With the aim to expand its territory, Beijing is aggressively building many new villages in disputed borderlands in the Himalayas, according to a report published in The Japan Times.
Brahma Chellaney, professor of strategic studies at the New Delhi-based Center for Policy Research, in an article, titled 'China's Himalayan salami tactics' said, "China is aggressively building many new villages in disputed borderlands to extend or consolidate its control over strategically important areas that India, Bhutan, and Nepal maintain fall within their national boundaries."
Chellaney wrote that the strategic implications of China's drive to populate these desolate, uninhabited border areas is its major buildup of new military facilities. The new installations range from electronic warfare stations and air defence sites to underground ammunition depots."China's militarised village-building spree has renewed the regional spotlight on Chinese President Xi Jinping's expansionist strategy at a time when, despite a recent disengagement in one area, tens of thousands of its troops remain locked in multiple standoffs with Indian forces. Recurrent skirmishing began last May after India discovered to its alarm that Chinese forces had stealthily occupied mountaintops and other strategic vantage points in its northernmost Ladakh borderlands," he wrote.

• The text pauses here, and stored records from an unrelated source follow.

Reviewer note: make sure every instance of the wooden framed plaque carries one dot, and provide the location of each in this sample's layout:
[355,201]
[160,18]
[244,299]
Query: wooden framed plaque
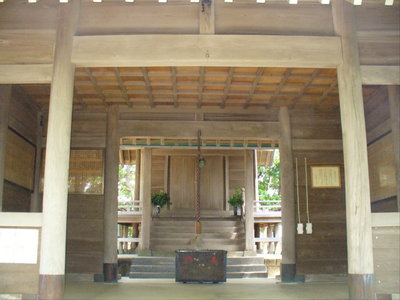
[325,177]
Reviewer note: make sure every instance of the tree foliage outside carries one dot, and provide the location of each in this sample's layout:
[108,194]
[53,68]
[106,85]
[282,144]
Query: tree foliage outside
[126,183]
[268,181]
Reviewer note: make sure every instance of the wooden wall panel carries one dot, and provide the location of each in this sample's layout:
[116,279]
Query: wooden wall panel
[325,250]
[212,184]
[22,119]
[386,244]
[23,114]
[88,129]
[157,173]
[382,169]
[381,159]
[182,182]
[236,173]
[85,234]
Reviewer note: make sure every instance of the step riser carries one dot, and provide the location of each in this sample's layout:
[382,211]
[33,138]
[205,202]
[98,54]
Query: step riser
[179,229]
[210,247]
[205,243]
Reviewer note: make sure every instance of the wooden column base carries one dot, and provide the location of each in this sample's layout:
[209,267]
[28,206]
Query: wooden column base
[361,286]
[51,287]
[288,272]
[110,272]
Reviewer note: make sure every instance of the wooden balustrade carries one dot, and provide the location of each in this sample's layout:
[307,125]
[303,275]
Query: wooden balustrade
[270,240]
[129,207]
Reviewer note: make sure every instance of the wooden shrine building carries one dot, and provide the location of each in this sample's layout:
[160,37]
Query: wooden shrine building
[84,83]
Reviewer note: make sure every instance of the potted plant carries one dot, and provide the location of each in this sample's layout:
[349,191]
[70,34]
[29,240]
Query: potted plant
[159,200]
[236,200]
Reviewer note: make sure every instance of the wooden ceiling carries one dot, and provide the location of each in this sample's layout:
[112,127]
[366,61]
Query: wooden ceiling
[198,87]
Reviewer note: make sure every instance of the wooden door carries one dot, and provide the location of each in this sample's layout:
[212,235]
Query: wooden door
[182,182]
[212,184]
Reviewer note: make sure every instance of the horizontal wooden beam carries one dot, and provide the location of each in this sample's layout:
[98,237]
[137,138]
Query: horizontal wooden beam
[185,129]
[384,75]
[193,152]
[386,219]
[206,50]
[25,74]
[319,145]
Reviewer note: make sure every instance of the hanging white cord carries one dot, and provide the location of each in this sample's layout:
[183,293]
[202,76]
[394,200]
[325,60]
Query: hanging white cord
[308,213]
[297,188]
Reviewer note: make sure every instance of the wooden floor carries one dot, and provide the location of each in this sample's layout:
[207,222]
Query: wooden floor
[234,289]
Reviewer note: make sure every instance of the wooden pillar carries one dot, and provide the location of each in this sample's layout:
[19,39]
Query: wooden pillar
[288,266]
[137,175]
[226,177]
[35,197]
[55,195]
[358,207]
[207,17]
[394,101]
[249,199]
[5,97]
[110,262]
[145,196]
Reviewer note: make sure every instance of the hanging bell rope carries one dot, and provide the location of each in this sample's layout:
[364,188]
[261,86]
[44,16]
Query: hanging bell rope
[200,163]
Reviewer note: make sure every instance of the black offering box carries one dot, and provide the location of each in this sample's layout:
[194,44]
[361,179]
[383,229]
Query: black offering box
[200,266]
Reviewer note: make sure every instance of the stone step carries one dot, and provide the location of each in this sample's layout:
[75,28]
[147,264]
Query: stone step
[182,229]
[203,223]
[247,275]
[152,268]
[143,260]
[246,268]
[206,235]
[164,267]
[246,260]
[146,275]
[189,241]
[170,268]
[192,247]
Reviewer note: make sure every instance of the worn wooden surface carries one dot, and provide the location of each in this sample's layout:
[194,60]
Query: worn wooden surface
[386,243]
[5,95]
[381,153]
[324,251]
[85,224]
[358,209]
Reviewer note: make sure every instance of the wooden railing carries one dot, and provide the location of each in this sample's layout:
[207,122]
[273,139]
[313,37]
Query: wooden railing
[129,207]
[127,245]
[267,207]
[270,241]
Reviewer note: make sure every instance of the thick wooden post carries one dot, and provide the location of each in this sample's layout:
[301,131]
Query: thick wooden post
[145,195]
[35,197]
[249,199]
[110,263]
[55,195]
[394,101]
[358,207]
[5,96]
[207,17]
[288,265]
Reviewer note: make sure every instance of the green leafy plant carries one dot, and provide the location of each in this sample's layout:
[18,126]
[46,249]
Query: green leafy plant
[236,199]
[160,199]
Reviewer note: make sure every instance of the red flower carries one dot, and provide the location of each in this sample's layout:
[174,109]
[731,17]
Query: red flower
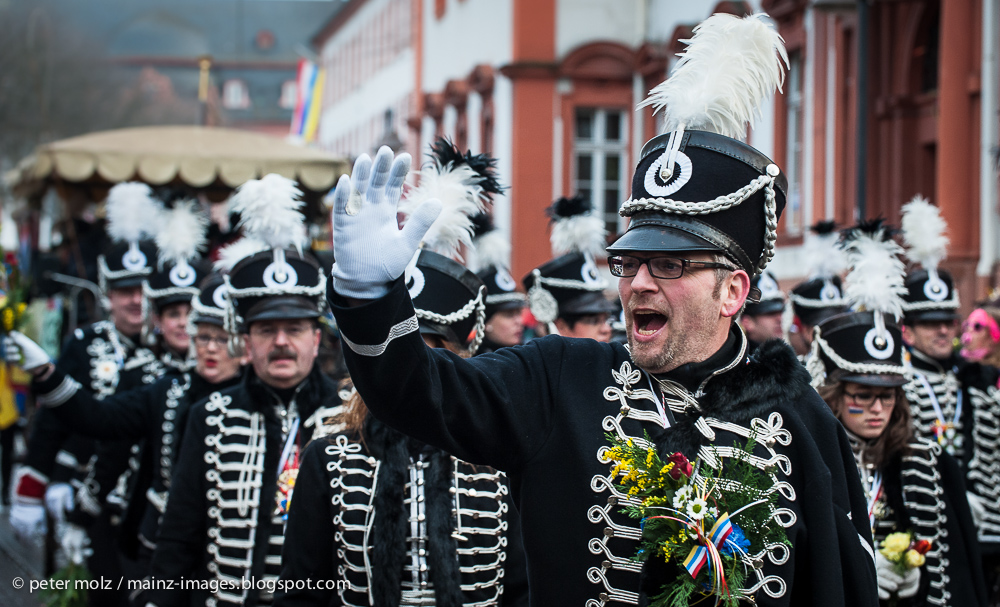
[681,466]
[921,546]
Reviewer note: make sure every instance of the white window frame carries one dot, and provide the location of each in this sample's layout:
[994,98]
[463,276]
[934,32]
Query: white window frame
[599,148]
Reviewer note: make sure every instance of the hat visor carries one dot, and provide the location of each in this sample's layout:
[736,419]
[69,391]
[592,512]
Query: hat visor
[652,237]
[931,316]
[281,308]
[889,380]
[588,303]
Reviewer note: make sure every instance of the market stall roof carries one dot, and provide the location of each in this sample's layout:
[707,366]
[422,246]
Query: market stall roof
[195,155]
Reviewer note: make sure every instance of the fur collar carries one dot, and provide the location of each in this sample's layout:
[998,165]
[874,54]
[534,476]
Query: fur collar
[770,377]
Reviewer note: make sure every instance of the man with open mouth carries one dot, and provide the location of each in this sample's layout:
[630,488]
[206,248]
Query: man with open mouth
[704,208]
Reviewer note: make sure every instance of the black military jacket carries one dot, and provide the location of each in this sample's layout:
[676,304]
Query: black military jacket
[540,413]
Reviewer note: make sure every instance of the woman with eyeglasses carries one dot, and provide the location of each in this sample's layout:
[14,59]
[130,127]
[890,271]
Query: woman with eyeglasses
[156,413]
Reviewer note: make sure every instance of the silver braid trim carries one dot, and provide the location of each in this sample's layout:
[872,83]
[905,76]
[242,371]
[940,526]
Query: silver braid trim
[722,203]
[409,325]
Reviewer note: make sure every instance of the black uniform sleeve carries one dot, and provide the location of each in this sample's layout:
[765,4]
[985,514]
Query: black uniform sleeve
[307,557]
[180,545]
[122,415]
[494,409]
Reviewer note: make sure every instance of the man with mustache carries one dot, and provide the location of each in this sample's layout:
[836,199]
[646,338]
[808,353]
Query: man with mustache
[704,208]
[953,402]
[236,468]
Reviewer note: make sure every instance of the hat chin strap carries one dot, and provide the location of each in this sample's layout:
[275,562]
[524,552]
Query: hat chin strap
[722,203]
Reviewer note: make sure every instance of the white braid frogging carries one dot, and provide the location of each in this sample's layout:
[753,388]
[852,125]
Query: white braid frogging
[722,203]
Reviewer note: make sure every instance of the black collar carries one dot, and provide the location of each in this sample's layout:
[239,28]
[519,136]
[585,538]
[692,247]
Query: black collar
[693,376]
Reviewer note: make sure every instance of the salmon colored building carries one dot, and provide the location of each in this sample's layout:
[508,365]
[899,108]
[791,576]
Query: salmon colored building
[550,88]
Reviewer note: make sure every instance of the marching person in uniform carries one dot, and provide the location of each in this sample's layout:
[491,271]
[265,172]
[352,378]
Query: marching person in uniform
[912,486]
[820,296]
[387,513]
[235,470]
[566,294]
[954,403]
[704,211]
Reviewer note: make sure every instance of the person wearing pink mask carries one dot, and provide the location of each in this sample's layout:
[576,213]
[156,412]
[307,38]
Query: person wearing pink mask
[981,337]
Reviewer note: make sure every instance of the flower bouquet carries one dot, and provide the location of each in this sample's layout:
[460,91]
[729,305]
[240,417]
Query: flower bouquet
[703,531]
[903,551]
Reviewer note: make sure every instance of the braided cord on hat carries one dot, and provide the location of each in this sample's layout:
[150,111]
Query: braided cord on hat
[722,203]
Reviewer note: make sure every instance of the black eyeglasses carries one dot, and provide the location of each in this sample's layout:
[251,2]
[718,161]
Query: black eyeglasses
[625,266]
[867,399]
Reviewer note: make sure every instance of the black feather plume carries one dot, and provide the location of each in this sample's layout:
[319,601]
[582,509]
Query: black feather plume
[568,207]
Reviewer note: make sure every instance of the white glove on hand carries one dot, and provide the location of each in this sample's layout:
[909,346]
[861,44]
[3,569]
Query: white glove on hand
[888,580]
[369,248]
[59,500]
[21,351]
[75,543]
[28,522]
[910,584]
[977,507]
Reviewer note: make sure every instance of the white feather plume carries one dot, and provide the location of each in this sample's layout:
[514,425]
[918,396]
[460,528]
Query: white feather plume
[233,253]
[822,256]
[584,233]
[460,195]
[875,281]
[923,232]
[133,214]
[492,249]
[182,235]
[731,65]
[269,211]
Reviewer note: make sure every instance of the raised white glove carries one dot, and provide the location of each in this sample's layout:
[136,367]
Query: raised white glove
[75,543]
[20,350]
[888,580]
[59,500]
[910,584]
[370,250]
[28,522]
[977,507]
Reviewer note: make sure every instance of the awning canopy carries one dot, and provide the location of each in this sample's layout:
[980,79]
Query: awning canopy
[200,157]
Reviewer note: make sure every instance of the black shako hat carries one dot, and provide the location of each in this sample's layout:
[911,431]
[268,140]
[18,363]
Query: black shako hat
[772,299]
[501,291]
[721,196]
[275,284]
[813,301]
[930,297]
[569,284]
[852,343]
[209,304]
[449,299]
[930,291]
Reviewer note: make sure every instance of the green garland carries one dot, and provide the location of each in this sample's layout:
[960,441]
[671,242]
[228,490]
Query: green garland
[679,506]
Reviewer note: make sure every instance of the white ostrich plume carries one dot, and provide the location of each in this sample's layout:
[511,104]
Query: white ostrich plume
[183,233]
[133,214]
[875,281]
[269,211]
[492,249]
[821,255]
[233,253]
[460,195]
[584,233]
[923,233]
[731,65]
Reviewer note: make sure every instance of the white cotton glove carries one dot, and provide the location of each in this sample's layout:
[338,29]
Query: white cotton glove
[20,350]
[977,507]
[59,500]
[369,248]
[75,543]
[28,522]
[910,584]
[888,580]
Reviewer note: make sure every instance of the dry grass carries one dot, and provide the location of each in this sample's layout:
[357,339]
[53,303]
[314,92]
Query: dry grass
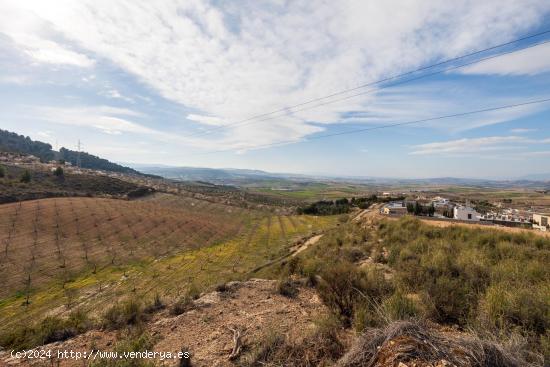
[408,342]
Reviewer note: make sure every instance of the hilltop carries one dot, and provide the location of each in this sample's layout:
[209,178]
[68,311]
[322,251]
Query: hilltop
[15,143]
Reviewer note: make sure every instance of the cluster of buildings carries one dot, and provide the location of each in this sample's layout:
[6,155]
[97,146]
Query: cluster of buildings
[445,209]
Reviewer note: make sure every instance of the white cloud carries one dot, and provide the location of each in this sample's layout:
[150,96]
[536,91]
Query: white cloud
[475,146]
[110,120]
[469,145]
[207,120]
[531,61]
[522,130]
[232,61]
[115,94]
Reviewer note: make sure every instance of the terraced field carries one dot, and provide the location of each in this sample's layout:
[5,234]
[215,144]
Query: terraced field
[61,254]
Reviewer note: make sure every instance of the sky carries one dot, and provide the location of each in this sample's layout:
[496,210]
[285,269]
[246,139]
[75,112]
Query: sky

He further stated that Xi's regime advanced its South China Sea expansionism through asymmetrical or hybrid warfare, waged below the threshold of overt armed conflict. This approach blends conventional and irregular tactics with small incremental territorial encroachments (or "salami slicing"), psychological manipulation, disinformation, lawfare, and coercive diplomacy.
The Hong Kong-based South China Morning Post, citing a Chinese government document, recently reported that China intends to build 624 border villages in disputed Himalayan areas.
"In the name of "poverty alleviation," the Communist Party of China (CPC) is callously uprooting Tibetan nomads and forcing them to settle in artificial new border villages in isolated, high-altitude areas," Chellaney said while adding that the CPC has also sent ethnic Han Chinese party members to such villages to serve as resident overseers.
By building new border villages and relocating people there, China can now invoke international law in support of its claims. Effective control is the sine qua non of a strong territorial claim in international law. Armed patrols don't prove effective control, but settlements do, wrote Chellaney.
He added that China's construction of villages and military facilities in the borderlands threatens to wreak havoc on the ecologically fragile Himalayas, which are the source of Asia's great rivers. Environmental damage is already apparent on the once-pristine Doklam Plateau, claimed by Bhutan, which China has transformed into a heavily militarized zone since seizing it in 2017.